I’ve decided that sometimes it’s better to choose what’s best for me than to pretend. And that’s the same direction I’m going with my writing here on Solitary Grace. It’s better for my peace of mind that I go towards what I’ve been noticing for a long time rather than stay in the same path, the same place, and stagnate.
That’s what I’ve noticed more and more about my writing, that I want to write down what I’ve been observing in my ordinary life here in this space.
More personal, diary or notebook-like entries than a set of instructions.
The truth is that I was stuck.
I thought that all blogging or all writing published online had to be outward-focused, had to serve readers, had to be SEO-optimized, had to appease algorithms whatever that means. And for months, years, I’ve tried that. I struggled with all that.
Then this past Monday morning, 8th June, while in the middle of an email at work, I found myself thinking about my next blog post. And that’s when I felt something settled within me. It was like I was realising for the first time that my writing isn’t work, it’s not a job. I already had a day job and my writing, my having a website and blog wasn’t it.
It was as if a room that I hadn’t known existed had gently been revealed to me and I was walking through its doors and truths were being illuminated to me.
Truths about struggling to write ministry style material that would appeal to other Christians or that would answer seeker questions rather than following my natural instinct to share my reflections on things I notice about walking with God. Struggling to keep to a publishing schedule rather than to publishing when I observed something worth recording.
I’ve always wanted to simply share the small moments, the ordinary things I see, the lessons I learned, snippets from my diary or notebook. Things that I naturally find interesting. Things that matter to me. Things that matter from my perspective.
Moments, thoughts, photographs, quotes, prayers, books, and observations. These are some of the things I’m drawn towards.
Things I’ve stifled over the years because they were not the ‘right way to blog’ that I’d read about in the many, many ‘how-to blog’ posts I’ve read over the years.
Even a Christian ‘blogging expert’ (come on, is there really such a thing as a blogging expert?), in one of her many posts about blogging, wrote that Christian bloggers must not publish devotionals because they are short pieces and ‘the algorithm’ doesn’t like short pieces! This, from a Christian blogger writing to other Christian bloggers.
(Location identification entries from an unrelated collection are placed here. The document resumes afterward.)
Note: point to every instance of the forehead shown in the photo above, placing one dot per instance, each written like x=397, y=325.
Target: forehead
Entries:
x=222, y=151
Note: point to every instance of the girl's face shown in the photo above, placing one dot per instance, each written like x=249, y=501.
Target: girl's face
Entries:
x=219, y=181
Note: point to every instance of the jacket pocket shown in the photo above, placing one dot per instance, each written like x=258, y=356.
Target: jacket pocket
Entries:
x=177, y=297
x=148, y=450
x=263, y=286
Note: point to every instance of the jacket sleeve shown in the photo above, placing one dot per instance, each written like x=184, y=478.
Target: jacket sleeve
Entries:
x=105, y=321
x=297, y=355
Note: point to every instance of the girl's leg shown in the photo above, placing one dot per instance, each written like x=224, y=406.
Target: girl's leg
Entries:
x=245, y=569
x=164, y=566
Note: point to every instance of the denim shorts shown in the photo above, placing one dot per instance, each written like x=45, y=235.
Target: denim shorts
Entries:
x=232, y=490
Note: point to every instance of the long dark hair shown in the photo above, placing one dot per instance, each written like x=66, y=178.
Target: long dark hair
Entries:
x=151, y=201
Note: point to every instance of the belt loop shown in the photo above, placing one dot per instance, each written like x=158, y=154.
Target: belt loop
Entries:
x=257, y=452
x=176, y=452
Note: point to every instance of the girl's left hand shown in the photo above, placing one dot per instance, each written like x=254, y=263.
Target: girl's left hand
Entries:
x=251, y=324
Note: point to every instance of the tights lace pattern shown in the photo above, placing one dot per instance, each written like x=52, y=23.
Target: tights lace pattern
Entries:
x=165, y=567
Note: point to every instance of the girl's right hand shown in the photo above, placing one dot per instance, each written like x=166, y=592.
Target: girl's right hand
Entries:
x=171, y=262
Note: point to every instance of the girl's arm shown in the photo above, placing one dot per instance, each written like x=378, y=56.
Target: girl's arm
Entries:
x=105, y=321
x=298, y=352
Mind boggling.
And now, here I am having my epiphany and thinking shorter pieces are acceptable.
Here I am moving towards a more writer’s notebook style writing and blogging than a ‘normal’ ministry style blog.
I’ve realised that I’m not trying to build a content machine but a record of a life lived attentively before God. This life, that I’m living right now. With all its small moments, observations, things noticed in my ordinary days. Things worth remembering.